Bus will present observational results for objects in different regions of the solar system at one of the daily press conferences (Tuesday, July 27, 12:30 p.m., 109 Ives Hall). He will moderate a discussion of new results from a spectroscopic survey of asteroids in the main belt (located between the orbits of Mars and Jupiter), where it is found that collisions between the asteroids have played a major role in their evolution. He also will discuss the outermost observable part of the solar system, extending to the recently discovered Kuiper Belt, and objects called Centaurs, thought to be leftover fossils from the early formation of the solar system.

Due to their small sizes and great distance from the sun, these objects are the most challenging to observe. Measurements of their colors reveal significant variations between the individual bodies, suggesting that processes, which as yet are not understood, are at work in this coldest region of the solar system.

Spectroscopy is the technique of breaking light into its component colors, or spectrum, and measuring the amount of each color that is present. Since different materials reflect (or emit) light in different ways, the spectrum of an object is like a fingerprint of the material making up that object.

At another press conference, (Thursday, July 29, 10 a.m., 109 Ives Hall) Peter Jenniskens of NASA/Ames, will discuss the mixed results from last fall's observation of the Leonid meteor shower, which occurs each November 12. Jenniskens is the leader of NASA's multinational airborne study of the shower, the Leonid Multi-Instrument Aircraft Campaign.

Meteor showers occur when Earth passes through a comet's path. The Leonid shower is associated with comet Tempel-Tuttle (orbital period 33.5 years). Meteors, popularly called "shooting stars," are the flashes of light caused by pea-sized bits of comets that slam into the Earth's upper atmosphere at 25,000-160,000 miles an hour.

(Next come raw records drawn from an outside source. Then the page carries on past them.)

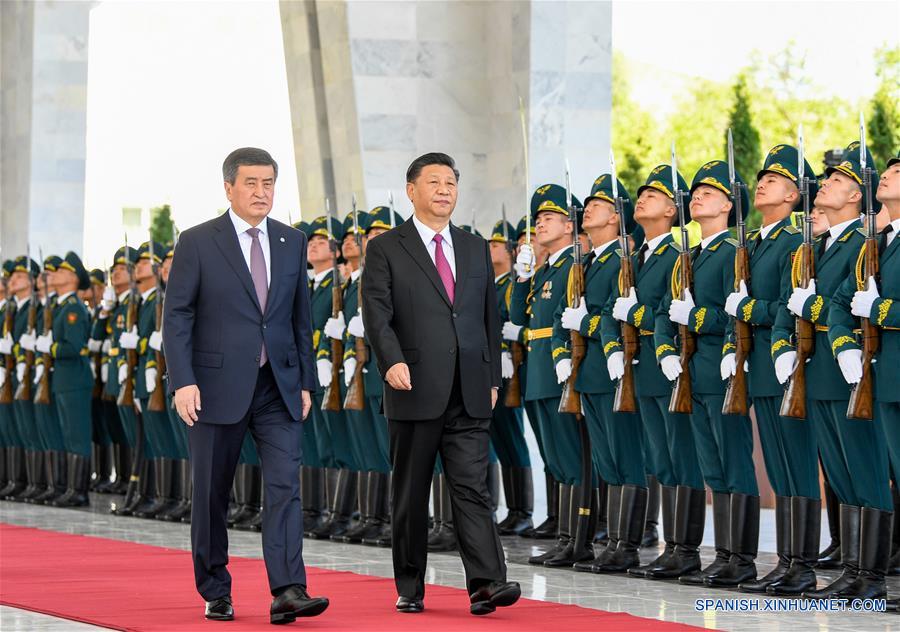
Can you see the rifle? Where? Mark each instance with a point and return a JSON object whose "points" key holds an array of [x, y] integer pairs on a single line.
{"points": [[356, 392], [793, 404], [126, 393], [23, 391], [157, 401], [570, 401], [9, 361], [42, 395], [332, 398], [861, 405], [624, 400], [736, 391], [513, 396], [682, 282]]}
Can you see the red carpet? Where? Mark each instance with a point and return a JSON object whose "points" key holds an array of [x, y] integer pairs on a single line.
{"points": [[130, 586]]}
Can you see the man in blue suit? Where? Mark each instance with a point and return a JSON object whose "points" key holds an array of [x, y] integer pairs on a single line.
{"points": [[237, 331]]}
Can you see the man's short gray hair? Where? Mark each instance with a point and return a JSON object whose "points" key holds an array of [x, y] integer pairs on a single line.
{"points": [[248, 157]]}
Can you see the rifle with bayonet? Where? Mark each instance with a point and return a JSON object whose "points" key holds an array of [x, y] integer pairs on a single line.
{"points": [[736, 402], [331, 401], [803, 271], [356, 392], [682, 282], [570, 401], [861, 405], [624, 400]]}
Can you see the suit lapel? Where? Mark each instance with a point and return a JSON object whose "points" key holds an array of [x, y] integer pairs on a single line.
{"points": [[413, 245], [227, 241]]}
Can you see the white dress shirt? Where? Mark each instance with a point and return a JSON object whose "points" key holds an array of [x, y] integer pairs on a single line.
{"points": [[245, 241], [427, 236]]}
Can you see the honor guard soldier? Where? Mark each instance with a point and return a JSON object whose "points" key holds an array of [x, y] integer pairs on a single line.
{"points": [[669, 451], [507, 426], [616, 437], [536, 296], [864, 303], [724, 442]]}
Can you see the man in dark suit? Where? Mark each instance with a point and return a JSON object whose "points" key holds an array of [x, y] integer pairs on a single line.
{"points": [[431, 318], [237, 329]]}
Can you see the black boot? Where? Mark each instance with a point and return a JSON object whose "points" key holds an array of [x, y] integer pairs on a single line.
{"points": [[722, 534], [163, 477], [743, 542], [667, 497], [444, 539], [830, 557], [564, 534], [806, 518], [850, 525], [613, 510], [874, 551], [690, 519], [782, 546], [550, 527]]}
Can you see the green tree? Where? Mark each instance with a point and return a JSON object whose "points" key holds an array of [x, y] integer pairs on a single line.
{"points": [[162, 228]]}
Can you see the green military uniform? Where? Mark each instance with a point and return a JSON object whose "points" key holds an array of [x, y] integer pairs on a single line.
{"points": [[724, 443]]}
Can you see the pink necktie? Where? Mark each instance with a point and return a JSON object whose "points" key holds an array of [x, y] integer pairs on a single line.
{"points": [[443, 266]]}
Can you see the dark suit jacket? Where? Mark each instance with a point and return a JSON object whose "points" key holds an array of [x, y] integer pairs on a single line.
{"points": [[409, 318], [213, 327]]}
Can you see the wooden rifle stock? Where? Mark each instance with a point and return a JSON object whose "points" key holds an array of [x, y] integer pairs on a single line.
{"points": [[793, 404], [736, 401], [861, 395]]}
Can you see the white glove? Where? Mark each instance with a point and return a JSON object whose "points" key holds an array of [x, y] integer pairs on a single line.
{"points": [[511, 331], [129, 339], [734, 299], [615, 365], [355, 327], [506, 366], [680, 311], [109, 299], [799, 297], [323, 368], [671, 367], [27, 341], [334, 327], [624, 304], [572, 316], [38, 373], [349, 370], [850, 362], [784, 366], [150, 378], [43, 343], [525, 262], [861, 305], [563, 370]]}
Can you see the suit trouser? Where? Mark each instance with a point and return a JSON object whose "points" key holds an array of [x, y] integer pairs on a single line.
{"points": [[214, 455], [616, 441], [724, 446], [74, 414], [854, 454], [462, 443]]}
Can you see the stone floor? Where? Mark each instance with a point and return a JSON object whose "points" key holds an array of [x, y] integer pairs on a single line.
{"points": [[667, 601]]}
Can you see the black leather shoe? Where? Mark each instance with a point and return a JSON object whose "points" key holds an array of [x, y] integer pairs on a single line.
{"points": [[410, 605], [494, 595], [295, 602], [220, 609]]}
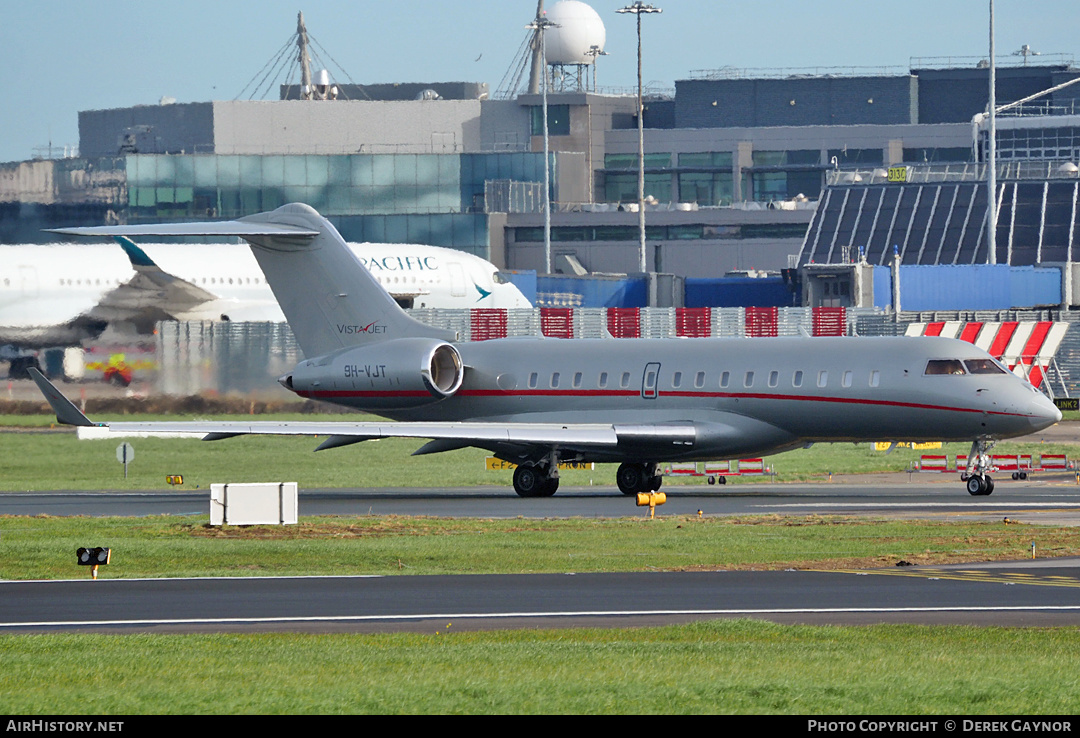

Researchers call the current era the golden age of comet and asteroid exploration. And at a press conference (Wednesday, July 28, 10 a.m., 109 Ives Hall) Donald K. Yeomans, supervisor, Solar System Dynamics Group at NASA's Jet Propulsion Laboratory will moderate a discussion of detailed investigations of 13 different comets and asteroids by at least seven spacecraft within the next 12 years.

Although it was designed primarily to test new technologies in space, the New Millennium Deep Space 1 (DS1) mission will fly close to, and image, asteroid 1992 KD on July 29, 1999. It is hoped that DS1 will then be targeted to fly close to asteroid Wilson-Harrington and comet Borrelly in January and September of 2001.

Beginning on Valentine's Day, 2000, the NEAR spacecraft will spend nearly a year in close orbit about the asteroid Eros, making detailed mapping and chemical analysis. In a Japanese and American cooperative effort, the MUSES-C mission will land upon asteroid 1989 ML in October 2003 and deploy a book-sized rover to study the asteroid's surface and chemical composition. The Muses-C spacecraft will also collect surface samples and bring them back to Earth in June 2006 for study.

A few months earlier, in January 2006, the Stardust mission will return a sample of cometary dust to Earth for analysis. The Stardust mission will fly past comet Wild 2 in January 2004, collect dust particles and provide images of the comet's nucleus. Between November 2003 and August 2008, the Contour mission will fly past and scrutinize three widely diverse comets (Encke, Schwassmann-Wachmann 3, d'Arrest) and if a bright new comet is discovered in time, Contour could be diverted to intercept it.

The recently selected Deep Impact Discovery mission will release a 500 kilogram (1,110 pounds) impactor that will strike comet Tempel 1 on July 4, 2005, and then study the resulting crater and ejecta as the spacecraft flies by. This will be the first experiment to study the subsurface cometary regions. After flying by two asteroids en route, the European Space Agency's Rosetta spacecraft will rendezvous and land upon comet Wirtanen in November 2011. The nucleus of this comet will then be subjected to a wide variety of scientific studies to determine its nature and composition.